Silence faced Gavin.
“Carlton’s house.” A twinge of pain in his throat. He worked up some saliva, swallowed. “You can get us there?”
Gavin nodded.
“Drive!” Silence said.
Chapter Thirty-Four
Carlton Stokes took another sip of bourbon and savored its warm travel down his throat, into his stomach.
“Shit,” he said.
He placed the tumbler on the end table beside him, next to the laptop computer, the principal component of his last-ditch effort to fix the damage.
Nothing was working out the way he had hoped. None of this was going according to plan.
For one thing, there were people in his house—the sort he didn’t enjoy associating with, but the sort he needed in situations like this one. They were in his kitchen, a few feet away. Laughing. Causing a ruckus.
“Shut up!” he shouted without turning around.
They quieted.
He ran his fingers along the laptop. Things had gotten so bad he’d been reduced to this.
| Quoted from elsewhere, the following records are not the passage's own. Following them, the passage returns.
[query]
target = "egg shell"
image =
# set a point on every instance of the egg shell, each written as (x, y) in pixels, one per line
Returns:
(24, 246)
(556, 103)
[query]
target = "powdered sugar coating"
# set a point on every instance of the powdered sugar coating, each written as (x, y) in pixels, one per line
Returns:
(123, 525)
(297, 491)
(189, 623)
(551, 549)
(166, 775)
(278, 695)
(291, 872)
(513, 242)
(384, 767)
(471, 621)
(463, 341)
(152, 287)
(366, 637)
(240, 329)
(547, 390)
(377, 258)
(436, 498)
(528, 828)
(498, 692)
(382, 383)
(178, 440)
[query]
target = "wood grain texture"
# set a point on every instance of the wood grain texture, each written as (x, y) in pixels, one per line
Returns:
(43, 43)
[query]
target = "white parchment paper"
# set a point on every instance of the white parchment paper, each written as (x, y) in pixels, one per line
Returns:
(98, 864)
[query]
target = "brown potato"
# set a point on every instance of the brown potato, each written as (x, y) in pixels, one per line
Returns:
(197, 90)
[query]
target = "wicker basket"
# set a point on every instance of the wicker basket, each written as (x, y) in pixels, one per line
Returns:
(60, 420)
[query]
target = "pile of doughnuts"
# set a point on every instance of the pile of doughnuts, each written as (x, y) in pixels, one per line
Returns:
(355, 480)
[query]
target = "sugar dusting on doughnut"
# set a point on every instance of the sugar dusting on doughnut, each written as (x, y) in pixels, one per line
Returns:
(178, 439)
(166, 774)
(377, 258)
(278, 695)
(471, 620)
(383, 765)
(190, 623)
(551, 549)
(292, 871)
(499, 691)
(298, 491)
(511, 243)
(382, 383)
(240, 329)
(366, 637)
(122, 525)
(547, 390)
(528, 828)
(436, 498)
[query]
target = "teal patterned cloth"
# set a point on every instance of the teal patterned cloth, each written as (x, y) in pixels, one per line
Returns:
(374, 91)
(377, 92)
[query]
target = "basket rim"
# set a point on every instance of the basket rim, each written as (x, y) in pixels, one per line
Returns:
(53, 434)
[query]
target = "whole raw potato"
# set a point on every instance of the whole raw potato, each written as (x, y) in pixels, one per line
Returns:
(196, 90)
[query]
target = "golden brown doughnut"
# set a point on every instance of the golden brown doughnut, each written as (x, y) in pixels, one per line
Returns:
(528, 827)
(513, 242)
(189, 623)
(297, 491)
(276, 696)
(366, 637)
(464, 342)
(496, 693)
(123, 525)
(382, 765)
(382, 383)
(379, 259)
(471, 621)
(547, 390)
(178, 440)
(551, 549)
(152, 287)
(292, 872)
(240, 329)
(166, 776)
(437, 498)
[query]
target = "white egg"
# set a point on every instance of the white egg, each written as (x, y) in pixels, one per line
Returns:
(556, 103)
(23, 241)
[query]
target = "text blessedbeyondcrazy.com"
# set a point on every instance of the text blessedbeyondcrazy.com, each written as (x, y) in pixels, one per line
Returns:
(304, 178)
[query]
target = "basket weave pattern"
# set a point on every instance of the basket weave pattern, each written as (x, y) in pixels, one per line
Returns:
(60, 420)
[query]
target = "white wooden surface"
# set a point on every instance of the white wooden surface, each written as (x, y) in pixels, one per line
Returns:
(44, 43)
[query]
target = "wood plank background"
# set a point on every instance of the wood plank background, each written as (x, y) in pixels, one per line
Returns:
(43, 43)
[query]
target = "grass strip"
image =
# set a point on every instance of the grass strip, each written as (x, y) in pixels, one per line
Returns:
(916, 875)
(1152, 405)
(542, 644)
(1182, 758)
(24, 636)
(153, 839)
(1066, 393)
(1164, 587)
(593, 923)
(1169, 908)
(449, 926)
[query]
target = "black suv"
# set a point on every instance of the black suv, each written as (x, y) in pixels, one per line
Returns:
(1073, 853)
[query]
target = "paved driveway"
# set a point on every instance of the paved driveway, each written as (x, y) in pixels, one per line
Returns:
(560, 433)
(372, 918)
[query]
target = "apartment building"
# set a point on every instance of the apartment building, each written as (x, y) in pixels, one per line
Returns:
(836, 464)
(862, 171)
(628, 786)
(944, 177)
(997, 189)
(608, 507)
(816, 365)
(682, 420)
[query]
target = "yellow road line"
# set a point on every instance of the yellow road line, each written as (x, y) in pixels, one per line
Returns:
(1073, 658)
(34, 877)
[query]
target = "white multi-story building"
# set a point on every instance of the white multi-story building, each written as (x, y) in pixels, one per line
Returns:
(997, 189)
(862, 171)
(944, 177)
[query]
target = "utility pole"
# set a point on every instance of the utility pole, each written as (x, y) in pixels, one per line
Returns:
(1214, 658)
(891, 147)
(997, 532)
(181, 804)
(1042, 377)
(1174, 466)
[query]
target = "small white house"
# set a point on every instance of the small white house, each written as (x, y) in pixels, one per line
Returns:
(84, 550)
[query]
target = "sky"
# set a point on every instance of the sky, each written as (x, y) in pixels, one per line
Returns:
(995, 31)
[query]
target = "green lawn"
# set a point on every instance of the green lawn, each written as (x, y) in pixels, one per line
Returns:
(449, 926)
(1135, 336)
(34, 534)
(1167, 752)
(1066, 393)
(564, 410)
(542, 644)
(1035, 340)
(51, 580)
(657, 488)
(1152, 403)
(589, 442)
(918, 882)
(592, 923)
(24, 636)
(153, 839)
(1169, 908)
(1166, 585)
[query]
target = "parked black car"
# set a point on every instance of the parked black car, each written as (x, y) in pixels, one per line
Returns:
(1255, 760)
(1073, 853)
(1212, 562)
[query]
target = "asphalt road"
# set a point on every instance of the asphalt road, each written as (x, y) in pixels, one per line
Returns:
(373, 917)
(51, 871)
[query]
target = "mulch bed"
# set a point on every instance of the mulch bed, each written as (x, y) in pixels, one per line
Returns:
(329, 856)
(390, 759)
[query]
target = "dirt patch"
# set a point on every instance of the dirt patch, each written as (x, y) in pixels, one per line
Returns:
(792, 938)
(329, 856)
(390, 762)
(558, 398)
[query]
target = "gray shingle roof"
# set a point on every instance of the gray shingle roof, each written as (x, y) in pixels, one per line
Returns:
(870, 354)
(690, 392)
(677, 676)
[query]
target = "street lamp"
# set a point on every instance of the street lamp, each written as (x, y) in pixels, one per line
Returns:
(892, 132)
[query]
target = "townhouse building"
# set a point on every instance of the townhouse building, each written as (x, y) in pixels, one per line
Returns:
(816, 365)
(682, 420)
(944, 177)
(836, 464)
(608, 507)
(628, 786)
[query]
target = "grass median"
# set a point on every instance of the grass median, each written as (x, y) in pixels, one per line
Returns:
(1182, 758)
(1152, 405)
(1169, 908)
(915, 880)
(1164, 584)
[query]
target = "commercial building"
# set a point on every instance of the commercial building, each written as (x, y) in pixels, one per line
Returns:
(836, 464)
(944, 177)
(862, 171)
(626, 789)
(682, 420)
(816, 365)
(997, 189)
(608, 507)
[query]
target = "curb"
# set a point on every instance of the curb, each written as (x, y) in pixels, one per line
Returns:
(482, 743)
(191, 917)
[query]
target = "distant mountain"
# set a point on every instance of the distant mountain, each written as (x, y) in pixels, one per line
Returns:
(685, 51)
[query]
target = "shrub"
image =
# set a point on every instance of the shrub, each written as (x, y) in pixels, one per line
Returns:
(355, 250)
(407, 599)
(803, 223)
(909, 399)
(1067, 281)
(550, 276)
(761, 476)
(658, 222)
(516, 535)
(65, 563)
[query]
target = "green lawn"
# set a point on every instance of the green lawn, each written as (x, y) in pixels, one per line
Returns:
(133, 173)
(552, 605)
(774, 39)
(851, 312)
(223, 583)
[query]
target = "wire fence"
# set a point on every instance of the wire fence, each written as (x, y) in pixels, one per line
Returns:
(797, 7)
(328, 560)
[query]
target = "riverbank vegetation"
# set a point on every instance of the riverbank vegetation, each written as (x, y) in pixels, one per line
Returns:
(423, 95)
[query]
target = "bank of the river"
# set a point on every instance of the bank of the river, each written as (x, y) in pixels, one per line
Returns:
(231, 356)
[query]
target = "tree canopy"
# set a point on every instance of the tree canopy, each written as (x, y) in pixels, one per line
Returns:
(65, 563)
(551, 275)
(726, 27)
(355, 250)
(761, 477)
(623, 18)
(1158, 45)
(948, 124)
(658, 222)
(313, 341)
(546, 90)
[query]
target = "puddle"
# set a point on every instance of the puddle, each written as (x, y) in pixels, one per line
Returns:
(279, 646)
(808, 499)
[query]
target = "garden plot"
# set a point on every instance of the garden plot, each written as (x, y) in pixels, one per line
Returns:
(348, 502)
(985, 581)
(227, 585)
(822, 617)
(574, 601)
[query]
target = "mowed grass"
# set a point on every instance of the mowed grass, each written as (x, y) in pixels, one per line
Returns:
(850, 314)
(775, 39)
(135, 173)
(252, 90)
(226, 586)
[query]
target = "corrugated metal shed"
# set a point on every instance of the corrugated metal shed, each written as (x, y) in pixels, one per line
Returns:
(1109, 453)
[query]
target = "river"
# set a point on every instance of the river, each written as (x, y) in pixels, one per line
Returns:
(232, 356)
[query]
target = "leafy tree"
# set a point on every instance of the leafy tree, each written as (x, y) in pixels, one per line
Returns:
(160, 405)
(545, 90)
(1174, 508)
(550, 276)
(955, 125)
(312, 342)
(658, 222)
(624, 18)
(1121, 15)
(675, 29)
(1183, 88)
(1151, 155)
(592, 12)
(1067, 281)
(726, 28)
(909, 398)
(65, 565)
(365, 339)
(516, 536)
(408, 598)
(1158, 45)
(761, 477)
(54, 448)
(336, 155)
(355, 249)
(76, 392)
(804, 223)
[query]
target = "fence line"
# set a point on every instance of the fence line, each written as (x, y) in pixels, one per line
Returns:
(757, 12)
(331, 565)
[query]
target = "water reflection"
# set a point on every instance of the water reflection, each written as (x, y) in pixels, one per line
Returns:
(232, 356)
He exhaled, and it came out as much a grumble as a sigh.
It was all falling apart because of Jonah Lund. The loser, the layabout.
Jonah freaking Lund.
That was the most unbelievable part of all this. Somehow Jonah had found a man—this strange mystery man that Finley had told Carlton about—someone who had brought the light of day upon the shadowy operation, the Well, that Carlton had created so many years ago, a subcomponent of C11’s already shady dealings.
And Carlton knew who the mys
tery man was, who he had to be.
After years in the Orlando Police Department’s corrupt District C11, Carlton had heard plenty of rumors about The Shadow. Most thought he was just a legend, and for many years, Carlton assumed this to be the case. But after a while, there were too many coincidences, too many serial killers who randomly committed suicide, too many ruthless gang leaders found shot to death behind heavily guarded walls. Someone was out there. Or something. And Carlton started to believe in the myth of The Shadow.
He just never thought he would personally encounter him.
However, experience had also taught Carlton that adaptability was the most important attribute one could have, especially when one was doing things of the illegal variety.
And now Carlton would need to adapt once more.
Adaptation was how he would survive The Shadow.
He grabbed the tumbler, stopped before he raised it to his mouth. His fingertips tingled. He should quit. He needed his wits.
He put the tumbler back on the table, squeezed his fingers into fists, willing out a bit of the tingle, then grabbed the laptop and stood.
It was time to move on to the next step.
Time for adaptation.
The house was shadowy dark. He switched on a couple more lamps as he crossed the living room.
Up the stairs. His feet sank into the plush carpeting.
To the second-floor landing. Three doors—two bedrooms and a bath. One of the doors was closed.
He approached the closed door. Faint, warm light traced its edge, spilled out of the gap at the bottom.
He wrapped his fingers around the brass, lever-style doorknob, pressed down, slowly guided the door open. A slight squeal of the hinges. They would need to be oiled.
The door did a wipe reveal of the bed.
And the person lying on it.
Kim Hurley.
Lit by the soft glow of the bedside lamp. Her wrists and ankles zip-tied.